Freedom Foundation has filed an “friend of the court” brief on behalf of itself and client Joseph Johnson in Hoekman v. Education Minnesota, an important case in the U.S. Court of Appeals for the Eighth Circuit.
The case concerns the scope of the Supreme Court’s landmark decision in Janus v. AFSCME.
Imagine you started a new job and were informed by your employer the law required a certain amount of your pay deducted and given to a third-party employee representation organization whose values and tactics you abhorred. Still, you were told you could either become a member and pay full dues or opt out of membership but still pay an “agency fee” amounting to about 95 percent of you were paying to start with.
If this hypothetical was presented in any context other than a public labor union, we’d call this “choice” what it very plainly was — a shakedown.
Luckily for those who chose not to join, the U.S. Supreme Court in 2018 affirmed in Janus v. AFSCME that unions could no longer take nonmembers money without their consent. The ruling also specified that by agreeing to give money to a public labor union, workers are waiving their First Amendment right against compelled speech.
But the situation for those who “chose” to join is more complicated.
Since Janus, public unions and their government allies have pivoted to arguing that union membership agreements or dues authorizations entered into before the Janus case was decided are effectively waivers of the employees’ First Amendment rights.
The argument somehow ignores the fact that these employees had no real choice at the time they signed because the unions would have taken their money without their consent anyway.
In its brief, Freedom Foundation argues that Janus protects the First Amendment rights of members just as much as non-members.
Most importantly, a deduction process that is entirely controlled by unions, which have a direct interest in seeing the money continue to flow no matter what, is inherently unconstitutional. Rather than employers confirming their own employees have waived their First Amendment rights, or putting processes in place to make sure no money is taken from their paychecks unless they’ve already done so, the unions get to decide.
The First Amendment forbids such a backward and unfair scheme.
There are also specific requirements that make a waiver of constitutional rights, like the right against compelled speech, valid.
Judges are not supposed to simply assume a supposed waiver of rights is valid. Instead, they’re supposed to consider the evidence for the waiver and decide whether or not someone actually intended to do so.
This means investigating whether someone actually knew they were waiving their rights, whether they did so freely and whether their waiver was current. Unions change their political messaging all the time. Just because you consented once doesn’t mean you consent forever.

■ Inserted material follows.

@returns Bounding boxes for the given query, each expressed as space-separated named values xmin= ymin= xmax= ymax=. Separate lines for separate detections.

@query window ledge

The Hoekman case has implications for the entire country. Sides are being taken and battlelines being drawn. Public-sector unions and their government allies will stop at nothing in order to see the Janus decision gutted and rendered a dead letter.
Unless we stop them.
Rest assured that wherever such actions occur, the Freedom Foundation will be there to fight back for the First Amendment rights of all public-sector workers across the United States.